Gemplus SCA, one of the world’s largest makers of smart-cards, is a thoroughly French company, with a twist. Their Web site, for the time being, is only in English. “There are a lot (of people) bemoaning the fact that there is not very much French content [on the Internet],” said Ken Abbott, manager of technical communications at Gemplus SCA in Gemenos, France. “I think that the bitching has gone down, a lot of the people I talk to now say it is time to forget about the whole French language thing and give it up. English is the international language and let’s just get on with it.”

That sort of sentiment is echoed by Manning. “The Internet is just going to drive the last stake through the heart of anybody who naively thinks other languages are going to be big players. I think the people who are looking forward to a Francophone Internet are dreaming in Technicolor,” he said.
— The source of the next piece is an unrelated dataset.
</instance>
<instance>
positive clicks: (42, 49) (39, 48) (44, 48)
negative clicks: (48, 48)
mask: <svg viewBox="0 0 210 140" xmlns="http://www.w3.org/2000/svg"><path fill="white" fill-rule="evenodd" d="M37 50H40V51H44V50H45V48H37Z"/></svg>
He continued, “If you think you are going to use the full resources of the Internet without learning English, forget it.”

Yet, ultimately, it may not really matter.

Computers have been translating languages for about 50 years. The quality has been, to put it politely, bad. But the Internet offers a new hope that machine translation will one day efficiently translate Web pages into whatever language you set as a default.

As it stands now, you can use machine translation “in areas where the cost of failure is quite low,” Cowan said.

Penzo agrees. “Machine translation I don’t think will ever work for anything other than giving you a basic understanding of what the document has to say.” He added that he has tried machines but “they just don’t cut it. If they worked, believe me, I would have them here in my office,” he said.

Hovy, for the most part, agrees but he sees a slightly different human reaction to the present limitations of machine translation. With more and more people writing with the Web in mind, Hovy said there might be an increase in simplified writing, thus giving machine translators an easier task and thereby increasing accuracy beyond the present level.

And the future of language and the Internet? If the Internet has taught us one thing it is that “the meek do not inherit the earth.” Many of those spoken to see a future, not too far off, where you seamlessly surf the Internet with nary a worry as to the language of your requested site. All will be automatically translated and the only difference will be a small legal disclaimer saying “this site has been machine translated, caveat emptor.”